No name resembling Tanpiju (G.T., Tanpigui; Pauthier, Tacpiguy,
Carpiguy, Capiguy; Ram., Tapinzu) belongs, so far as has yet been
shown, to any considerable town in the position indicated.[2] Both
Pauthier and Mr. Kingsmill identify the place with Shao-hing fu, a large
and busy town, compared by Fortune, as regards population, to Shang-hai.
Shao-hing is across the broad river, and somewhat further down than
Hang-chau: it is out of the traveller's general direction; and it seems
unnatural that he should commence his journey by passing this wide river,
and yet not mention it.
For these reasons I formerly rejected Shao-hing, and looked rather to
Fu-yang as the representative of Tanpiju. But my opinion is shaken when I
find both Mr. Elias and Baron Richthofen decidedly opposed to Fu-yang, and
the latter altogether in favour of Shao-hing. "The journey through a
plenteous region, passing a succession of dwellings and charming gardens;
the epithets 'great, rich, and fine city'; the 'trade, manufactures, and
handicrafts,' and the 'necessaries in great plenty and cheapness,' appear
to apply rather to the populous plain and the large city of ancient fame,
than to the small Fu-yang hien ... shut in by a spur from the hills, which
would hardly have allowed it in former days to have been a great city."
(Note by Baron R.) The after route, as elucidated by the same authority,
points with even more force to Shao-hing.
[Mr. G. Phillips has made a special study of the route from Kinsay to
Zaytun in the T'oung Pao, I. p. 218 seq. (The Identity of Marco
Polo's Zaitun with Changchau). He says (p. 222): "Leaving Hangchau by
boat for Fuhkien, the first place of importance is Fuyang, at 100 li
from Hangchau. This name does not in any way resemble Polo's Ta Pin Zu,
but I think it can be no other." Mr. Phillips writes (pp. 221-222) that by
the route he describes, he "intends to follow the highway which has been
used by travellers for centuries, and the greater part of which is by
water." He adds: "I may mention that the boats used on this route can be
luxuriously fitted up, and the traveller can go in them all the way from
Hangchau to Chinghu, the head of the navigation of the Ts'ien-t'ang River.

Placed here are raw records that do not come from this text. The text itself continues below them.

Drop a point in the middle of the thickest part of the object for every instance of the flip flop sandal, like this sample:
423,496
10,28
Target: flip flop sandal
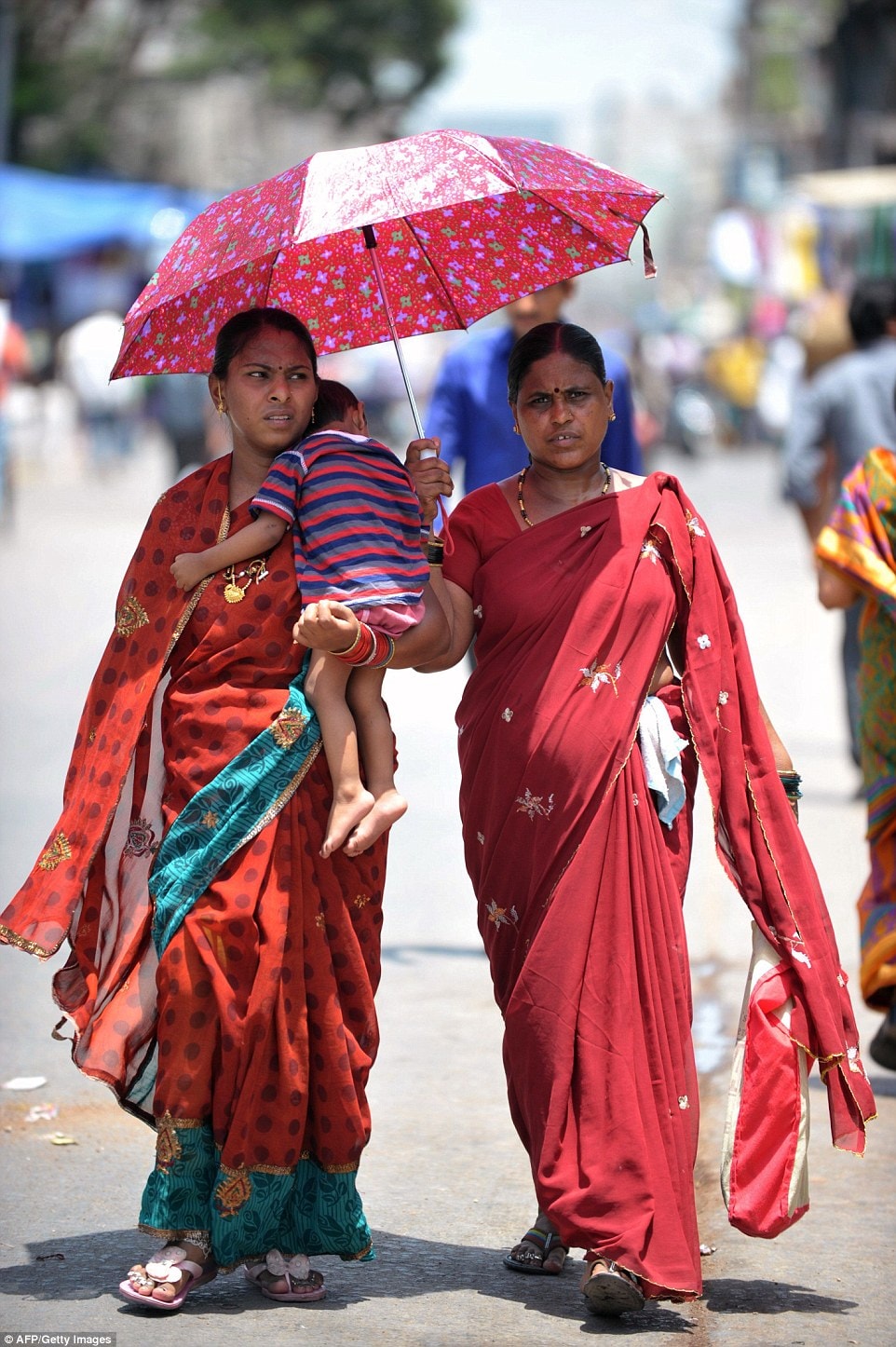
305,1284
612,1290
168,1266
530,1259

At this Chinghu, they disembark and hire coolies and chairs to take them
and their luggage across the Sien-hia pass to Puching in Fuhkien. This
route is described by Fortune in an opposite direction, in his Wanderings
in China, vol. ii. p. 139. I am inclined to think that Polo followed this
route, as the one given by Yule, by way of Shao-hing and Kin-hua by land,
would be unnecessarily tedious for the ladies Polo was escorting, and
there was no necessity to take it; more especially as there was a direct
water route to the point for which they were making. I further incline to
this route, as I can find no city at all fitting in with Yenchau,
Ramusio's Gengiu, along the route given by Yule."
In my paper on the Catalan Map (Paris, 1895) I gave the following
itinerary: Kinsay (Hang-chau), Tanpiju (Shao-hing fu), Vuju (Kin-hwa fu),
Ghiuju (K'iu-chau fu), Chan-shan (Sui-chang hien), Cuju (Ch'u-chau),
Ke-lin-fu (Kien-ning fu), Unken (Hu-kwan), Fuju (Fu-chau), Zayton (Kayten,
Hai-t'au), Zayton (Ts'iuen-chau), Tyunju (Tek-hwa).
Regarding the burning of the dead, Mr. Phillips (T'oung Pao, VI.